Total RNAs were isolated from cells using TRIzol Reagent (Life Technologies, Shanghai, China). RNA concentrations were determined by Nanodrop 1000 (Thermo Scientific, Massachusetts. America). First-strand complementary DNA (cDNA) was synthesized using PrimeScript™ RT Master Mix (Takara Bio, Kusatsu-shi, Japan), according to the manufacturer’s instructions. RT-qPCR was performed in the ABI QuantStudio™ 7Flex Real-Time PCR Detection System with the SYBR™ Select Master Mix (Thermo Fisher, Massachusetts. America), and human β-Actin was used as an internal control. Comparative quantification was determined by using the 2^ΔΔCt method. Primers for RT-qPCR are listed as follow:

β-actin forward primer 5′- CATGTACGTTGCTATCCAGGC-3′,

β-actin reverse primer 5′-CTCCTTAATGTCACGCACGAT-3′;

IFN-β forward primer 5′- CCTGAAGGCCAAGGAGTACA-3′,

IFN-β reverse primer 5′- AGCAATTGTCCAGTCCCAGA-3′;

IL6 forward primer 5′- ACTCACCTCTTCAGAACGAATTG-3′,

IL6 reverse primer 5′- CCATCTTTGGAAGGTTCAGGTTG-3′;

CXCL10 forward primer 5′- AGTGGCATTCAAGGAGTACCT-3′,

CXCL10 reverse primer 5′- TGATGGCCTTCGATTCTGGA-3′;

4.6. Docking Calculations of 8c and 8d

The 2D structure of a small molecule was converted to 3D structures in MOE v2015.1001 through energy minimization. The X-ray structure of protein hSTING was downloaded from RCSB Protein Data Bank (PDB ID: 4LOH). Prior to docking, the force field of AMBER10:EHT and the implicit solvation model of the reaction field (R-field) were selected.
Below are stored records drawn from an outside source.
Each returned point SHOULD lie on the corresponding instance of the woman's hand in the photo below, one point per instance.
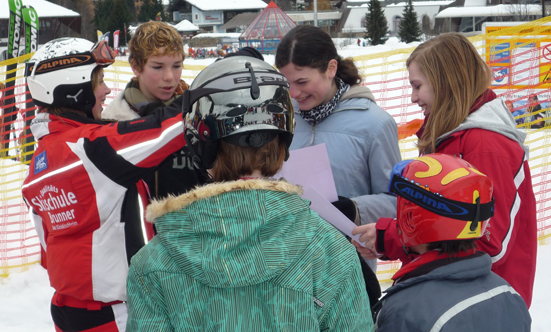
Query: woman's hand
(368, 235)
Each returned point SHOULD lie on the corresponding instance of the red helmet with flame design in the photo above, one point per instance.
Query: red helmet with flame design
(441, 198)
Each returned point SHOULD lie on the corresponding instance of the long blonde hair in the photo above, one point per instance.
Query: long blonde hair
(458, 75)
The protonation state of the protein and the orientation of the hydrogens were optimized by LigX, at a pH of 7 and temperature of 300 K. MOE-Dock was used for molecular docking. The binding site of the protein was defined around the native ligand in the X-ray structure. The docking workflow followed the “induced fit” protocol, in which the side chains of the receptor pocket were allowed to move according to ligand conformations, with a constraint on their positions. The weight used for tethering side-chain atoms to their original positions was 10. All docked poses were ranked by London dG scoring first; then, a force field refinement was carried out on the top 10 poses, followed by a rescoring of GBVI/WSA dG. The conformation with the lowest free energy of binding was selected as the best (probable) binding mode. Molecular graphics were generated by PyMOL.